I need to extract the value of attribute where the namespace is GLOBALID in the following json format, e.g in this example I need to extract "123456"
[{
"namespace": "GLOBALID",
"key": "ID",
"value": "123456"
},
{
"namespace": "RPS",
"key": "ID",
"value": "12xt12"
}
]
However when I use select get_json_object(json_column, '$.GLOBALID.value')
it is not extracting the value (edited)
CodePudding user response:
For the pyspark, create dataframe and filter.
json = [
{
"namespace": "GLOBALID",
"key": "ID",
"value": "123456"
},
{
"namespace": "RPS",
"key": "ID",
"value": "12xt12"
}
]
df = spark.createDataFrame(json)
df.show()
# --- --------- ------
# |key|namespace| value|
# --- --------- ------
# | ID| GLOBALID|123456|
# | ID| RPS|12xt12|
# --- --------- ------
df.filter("namespace = 'GLOBALID'").select('value').rdd.map(lambda x: x[0]).collect()
# ['123456']
CodePudding user response:
You will need to parse the json
string as a JSON
value and then apply filtering. This is needed since Spark does not allow for filter expressions in JSONPath
.
from pyspark.sql import functions as F
from pyspark.sql.types import ArrayType, StringType, StructType, StructField
df = spark.createDataFrame([('[{"namespace":"GLOBALID","key":"ID","value":"123456"},{"namespace":"RPS","key":"ID","value":"12xt12"}]', ), ], ("json_column", ))

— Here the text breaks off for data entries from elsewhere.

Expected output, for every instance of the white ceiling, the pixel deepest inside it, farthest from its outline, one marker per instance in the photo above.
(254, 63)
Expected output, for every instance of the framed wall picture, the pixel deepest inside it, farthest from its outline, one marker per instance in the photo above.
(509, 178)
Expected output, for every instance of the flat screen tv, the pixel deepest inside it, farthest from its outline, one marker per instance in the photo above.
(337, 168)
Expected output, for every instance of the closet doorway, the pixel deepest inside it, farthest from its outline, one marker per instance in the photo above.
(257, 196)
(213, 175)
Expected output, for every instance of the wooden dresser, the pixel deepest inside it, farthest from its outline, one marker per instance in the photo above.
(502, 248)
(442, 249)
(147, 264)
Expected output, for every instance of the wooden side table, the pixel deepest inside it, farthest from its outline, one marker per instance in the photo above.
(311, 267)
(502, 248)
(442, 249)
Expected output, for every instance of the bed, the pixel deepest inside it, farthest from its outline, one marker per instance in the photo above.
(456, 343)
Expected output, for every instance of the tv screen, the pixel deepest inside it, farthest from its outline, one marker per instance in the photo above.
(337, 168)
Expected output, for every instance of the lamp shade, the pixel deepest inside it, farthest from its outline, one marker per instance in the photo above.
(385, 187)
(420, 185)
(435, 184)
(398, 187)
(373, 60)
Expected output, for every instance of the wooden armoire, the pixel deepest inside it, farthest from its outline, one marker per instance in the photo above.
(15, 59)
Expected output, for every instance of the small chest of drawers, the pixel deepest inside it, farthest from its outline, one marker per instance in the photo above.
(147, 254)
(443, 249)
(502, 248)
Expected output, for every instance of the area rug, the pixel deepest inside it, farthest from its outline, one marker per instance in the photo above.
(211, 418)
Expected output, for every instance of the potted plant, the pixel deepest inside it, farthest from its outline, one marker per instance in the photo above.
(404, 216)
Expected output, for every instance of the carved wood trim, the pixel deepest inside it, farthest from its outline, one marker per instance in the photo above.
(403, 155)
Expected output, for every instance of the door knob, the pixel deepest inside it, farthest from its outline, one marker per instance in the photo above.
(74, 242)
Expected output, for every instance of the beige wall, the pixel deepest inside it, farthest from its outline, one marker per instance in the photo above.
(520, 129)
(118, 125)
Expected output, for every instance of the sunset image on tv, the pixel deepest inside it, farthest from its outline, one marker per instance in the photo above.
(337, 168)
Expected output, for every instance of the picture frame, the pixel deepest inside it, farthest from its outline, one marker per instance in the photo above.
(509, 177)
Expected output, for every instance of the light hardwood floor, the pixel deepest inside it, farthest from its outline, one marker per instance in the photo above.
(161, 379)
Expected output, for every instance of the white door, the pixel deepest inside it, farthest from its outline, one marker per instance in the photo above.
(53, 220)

json_schema = ArrayType(StructType([StructField('namespace', StringType(),), \
StructField('value', StringType(),)]))
df.select(F.explode(F.from_json("json_column", json_schema)).alias("json"))\
.filter(F.col("json")["namespace"] == "GLOBALID")\
.select("json.value")\
.show()
Output
------
| value|
------
|123456|
------